Coming down is the hardest thing.”
–Tom Petty and Jess Lynne
I love the lyrics to Learning to Fly. He knows he has no wings and he’s going to fall, yet he tries anyway. Each time I hear those words I’m moved emotionally and intellectually. Yesterday I stopped and asked myself why. I don’t often do that because honestly I generally don’t care to know; I don’t want to dig that deep.
Maybe it’s age or the strangeness of 2012, but yesterday I was pleasantly surprised by my answer. Life is difficult, no matter how many rules you follow. You’re going to get hurt, but that doesn’t mean you stop being.

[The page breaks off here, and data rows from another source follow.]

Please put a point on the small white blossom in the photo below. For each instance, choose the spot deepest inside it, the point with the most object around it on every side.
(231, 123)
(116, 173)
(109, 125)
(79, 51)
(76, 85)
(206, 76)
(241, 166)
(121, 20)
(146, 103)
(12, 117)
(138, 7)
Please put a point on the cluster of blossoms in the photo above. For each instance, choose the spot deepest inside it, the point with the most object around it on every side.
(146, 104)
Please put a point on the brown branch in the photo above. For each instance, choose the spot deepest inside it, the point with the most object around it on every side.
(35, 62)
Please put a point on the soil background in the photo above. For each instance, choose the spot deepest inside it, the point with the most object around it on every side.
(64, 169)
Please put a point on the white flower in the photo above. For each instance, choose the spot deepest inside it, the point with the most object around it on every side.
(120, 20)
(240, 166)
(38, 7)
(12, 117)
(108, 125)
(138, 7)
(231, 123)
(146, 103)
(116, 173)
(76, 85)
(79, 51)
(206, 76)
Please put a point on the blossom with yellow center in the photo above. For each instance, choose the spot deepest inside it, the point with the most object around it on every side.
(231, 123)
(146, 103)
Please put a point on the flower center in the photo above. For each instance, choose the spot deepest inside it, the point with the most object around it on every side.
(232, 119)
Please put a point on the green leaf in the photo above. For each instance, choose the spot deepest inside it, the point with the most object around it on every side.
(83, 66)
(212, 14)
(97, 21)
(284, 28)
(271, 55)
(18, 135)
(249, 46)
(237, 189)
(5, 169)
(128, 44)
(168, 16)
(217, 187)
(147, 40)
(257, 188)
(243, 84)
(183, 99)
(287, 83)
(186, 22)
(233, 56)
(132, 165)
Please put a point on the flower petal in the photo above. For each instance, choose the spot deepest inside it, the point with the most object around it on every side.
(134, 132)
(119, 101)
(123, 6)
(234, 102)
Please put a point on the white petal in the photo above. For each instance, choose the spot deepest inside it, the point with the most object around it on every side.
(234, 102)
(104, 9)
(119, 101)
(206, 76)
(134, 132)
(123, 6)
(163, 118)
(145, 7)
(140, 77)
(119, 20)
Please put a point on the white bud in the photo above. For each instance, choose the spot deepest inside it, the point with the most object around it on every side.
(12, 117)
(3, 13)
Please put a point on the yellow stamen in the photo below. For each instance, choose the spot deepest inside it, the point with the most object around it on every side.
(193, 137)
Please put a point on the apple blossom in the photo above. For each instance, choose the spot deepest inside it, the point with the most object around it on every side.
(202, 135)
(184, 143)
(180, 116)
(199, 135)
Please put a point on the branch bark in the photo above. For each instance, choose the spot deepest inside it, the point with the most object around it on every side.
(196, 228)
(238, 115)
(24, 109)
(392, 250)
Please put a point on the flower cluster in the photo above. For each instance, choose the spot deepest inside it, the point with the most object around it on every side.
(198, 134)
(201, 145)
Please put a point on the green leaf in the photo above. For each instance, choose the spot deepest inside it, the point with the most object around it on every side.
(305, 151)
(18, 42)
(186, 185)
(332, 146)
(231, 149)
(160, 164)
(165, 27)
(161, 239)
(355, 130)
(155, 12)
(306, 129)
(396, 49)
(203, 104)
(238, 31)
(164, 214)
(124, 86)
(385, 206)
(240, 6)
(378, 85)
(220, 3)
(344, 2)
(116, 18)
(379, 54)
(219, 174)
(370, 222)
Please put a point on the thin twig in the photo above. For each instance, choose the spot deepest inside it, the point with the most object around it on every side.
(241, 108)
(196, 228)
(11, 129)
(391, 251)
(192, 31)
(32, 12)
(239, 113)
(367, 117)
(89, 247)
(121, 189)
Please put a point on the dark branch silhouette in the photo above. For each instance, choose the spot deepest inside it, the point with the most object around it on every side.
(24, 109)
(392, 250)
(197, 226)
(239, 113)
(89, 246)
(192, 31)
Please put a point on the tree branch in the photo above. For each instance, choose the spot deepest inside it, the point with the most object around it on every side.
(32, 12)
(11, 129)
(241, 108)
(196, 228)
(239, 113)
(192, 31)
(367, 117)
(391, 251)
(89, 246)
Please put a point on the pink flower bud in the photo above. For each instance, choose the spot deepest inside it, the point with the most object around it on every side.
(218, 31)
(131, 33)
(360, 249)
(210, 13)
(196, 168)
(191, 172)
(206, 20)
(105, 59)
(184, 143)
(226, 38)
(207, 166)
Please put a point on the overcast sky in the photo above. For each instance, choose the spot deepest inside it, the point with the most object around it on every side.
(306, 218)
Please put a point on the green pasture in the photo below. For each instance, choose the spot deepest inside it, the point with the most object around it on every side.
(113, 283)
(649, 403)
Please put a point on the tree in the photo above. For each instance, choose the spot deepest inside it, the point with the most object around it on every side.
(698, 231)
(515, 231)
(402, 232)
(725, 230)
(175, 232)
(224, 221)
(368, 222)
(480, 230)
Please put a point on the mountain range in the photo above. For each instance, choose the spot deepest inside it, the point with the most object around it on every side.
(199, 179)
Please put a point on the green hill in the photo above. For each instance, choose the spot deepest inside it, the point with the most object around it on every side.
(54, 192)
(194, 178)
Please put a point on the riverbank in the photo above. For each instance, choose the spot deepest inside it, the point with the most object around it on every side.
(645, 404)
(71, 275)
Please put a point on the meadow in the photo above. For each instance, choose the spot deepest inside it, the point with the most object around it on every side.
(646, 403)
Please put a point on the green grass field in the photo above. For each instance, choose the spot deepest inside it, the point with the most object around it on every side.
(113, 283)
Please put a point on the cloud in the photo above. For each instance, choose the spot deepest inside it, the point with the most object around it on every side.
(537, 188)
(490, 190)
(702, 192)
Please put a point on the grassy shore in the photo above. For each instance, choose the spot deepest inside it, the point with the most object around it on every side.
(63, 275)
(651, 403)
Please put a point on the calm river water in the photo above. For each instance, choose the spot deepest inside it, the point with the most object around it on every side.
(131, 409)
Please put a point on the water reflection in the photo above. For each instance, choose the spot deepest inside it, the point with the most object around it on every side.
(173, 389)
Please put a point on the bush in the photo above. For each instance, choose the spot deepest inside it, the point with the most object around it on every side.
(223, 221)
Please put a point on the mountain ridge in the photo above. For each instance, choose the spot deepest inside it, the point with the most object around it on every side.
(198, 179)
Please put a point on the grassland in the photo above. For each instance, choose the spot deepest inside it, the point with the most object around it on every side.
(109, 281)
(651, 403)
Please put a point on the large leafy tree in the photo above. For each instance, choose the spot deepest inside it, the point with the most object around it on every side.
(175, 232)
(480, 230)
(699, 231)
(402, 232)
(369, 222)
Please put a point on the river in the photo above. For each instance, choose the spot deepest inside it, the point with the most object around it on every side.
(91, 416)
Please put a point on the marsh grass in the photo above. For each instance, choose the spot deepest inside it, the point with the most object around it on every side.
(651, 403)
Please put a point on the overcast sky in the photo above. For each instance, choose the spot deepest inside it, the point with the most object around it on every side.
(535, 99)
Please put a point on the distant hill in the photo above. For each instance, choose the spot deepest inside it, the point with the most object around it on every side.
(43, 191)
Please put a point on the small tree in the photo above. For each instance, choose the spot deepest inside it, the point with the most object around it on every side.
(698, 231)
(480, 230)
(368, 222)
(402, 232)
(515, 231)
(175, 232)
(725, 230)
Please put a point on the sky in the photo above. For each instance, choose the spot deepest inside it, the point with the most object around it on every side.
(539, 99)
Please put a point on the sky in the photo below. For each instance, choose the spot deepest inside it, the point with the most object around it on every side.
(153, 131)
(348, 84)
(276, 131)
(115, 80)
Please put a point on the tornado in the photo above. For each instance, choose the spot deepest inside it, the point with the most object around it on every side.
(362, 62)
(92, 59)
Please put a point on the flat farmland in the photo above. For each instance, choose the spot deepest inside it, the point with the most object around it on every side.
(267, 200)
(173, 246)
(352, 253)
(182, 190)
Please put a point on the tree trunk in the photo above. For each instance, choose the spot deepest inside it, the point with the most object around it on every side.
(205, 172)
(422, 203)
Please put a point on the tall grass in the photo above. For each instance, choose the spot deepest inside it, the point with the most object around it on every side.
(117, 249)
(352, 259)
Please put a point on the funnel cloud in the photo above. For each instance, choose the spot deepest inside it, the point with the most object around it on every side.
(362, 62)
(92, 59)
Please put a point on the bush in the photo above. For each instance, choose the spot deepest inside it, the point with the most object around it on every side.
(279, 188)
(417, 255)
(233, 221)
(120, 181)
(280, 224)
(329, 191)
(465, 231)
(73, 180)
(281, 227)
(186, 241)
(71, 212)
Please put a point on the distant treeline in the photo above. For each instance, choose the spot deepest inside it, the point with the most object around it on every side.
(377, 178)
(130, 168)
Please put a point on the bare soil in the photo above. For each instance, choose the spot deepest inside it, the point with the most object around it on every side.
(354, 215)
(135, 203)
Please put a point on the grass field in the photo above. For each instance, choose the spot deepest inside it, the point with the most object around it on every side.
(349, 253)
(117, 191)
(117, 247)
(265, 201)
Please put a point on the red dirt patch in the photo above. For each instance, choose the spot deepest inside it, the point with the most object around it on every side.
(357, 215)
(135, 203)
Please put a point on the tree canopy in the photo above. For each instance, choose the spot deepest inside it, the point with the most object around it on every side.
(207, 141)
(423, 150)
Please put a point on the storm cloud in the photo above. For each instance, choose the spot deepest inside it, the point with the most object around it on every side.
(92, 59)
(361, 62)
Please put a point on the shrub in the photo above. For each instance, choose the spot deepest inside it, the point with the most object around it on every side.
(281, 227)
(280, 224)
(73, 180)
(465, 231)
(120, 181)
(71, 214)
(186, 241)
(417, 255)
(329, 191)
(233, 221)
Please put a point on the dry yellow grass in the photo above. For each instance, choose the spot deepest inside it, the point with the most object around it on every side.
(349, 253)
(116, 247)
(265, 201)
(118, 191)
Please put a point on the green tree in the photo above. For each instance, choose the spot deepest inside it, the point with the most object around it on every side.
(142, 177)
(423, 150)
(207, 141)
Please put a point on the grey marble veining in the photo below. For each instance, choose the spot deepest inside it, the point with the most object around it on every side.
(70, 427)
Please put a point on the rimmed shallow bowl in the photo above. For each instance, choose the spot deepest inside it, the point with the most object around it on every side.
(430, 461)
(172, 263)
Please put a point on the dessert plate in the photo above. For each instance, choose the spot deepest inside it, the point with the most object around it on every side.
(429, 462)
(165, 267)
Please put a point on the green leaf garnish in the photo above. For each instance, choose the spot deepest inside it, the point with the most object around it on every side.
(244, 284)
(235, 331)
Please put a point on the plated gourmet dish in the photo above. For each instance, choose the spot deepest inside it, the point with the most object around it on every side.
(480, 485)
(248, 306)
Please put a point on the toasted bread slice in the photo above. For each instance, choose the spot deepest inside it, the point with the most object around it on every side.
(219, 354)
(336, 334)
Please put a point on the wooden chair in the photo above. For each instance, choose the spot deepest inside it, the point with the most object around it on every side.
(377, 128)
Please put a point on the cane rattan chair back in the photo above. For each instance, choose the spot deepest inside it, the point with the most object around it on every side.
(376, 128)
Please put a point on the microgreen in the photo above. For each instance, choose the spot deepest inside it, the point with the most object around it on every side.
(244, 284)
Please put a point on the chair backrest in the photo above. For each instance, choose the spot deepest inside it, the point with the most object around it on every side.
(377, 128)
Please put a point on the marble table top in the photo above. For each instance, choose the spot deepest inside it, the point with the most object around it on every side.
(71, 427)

In between moments of ecstasy: falling in love, giving birth, observing a sunrise, a sunset — I’ve sunk to the depth of despair. I’ve also loved so deeply that my heart felt as if it would burst. I’ve known joy, fear, bliss, grief, panic, euphoria, rage, and passion. I’ve used those emotions and experiences in my novels. I’ve stopped wondering about the why and accepted that I’m a writer and a storyteller. Sometimes things cannot be explained, nor can they be put into words.
Every time someone writes a post telling you that you must work at your craft every day no matter what, that you must live with discipline, that you must use your gifts, that to be successful you must be diligent, especially when you don’t want to, please know none of that’s true. Somedays are just for learning to fly without wings.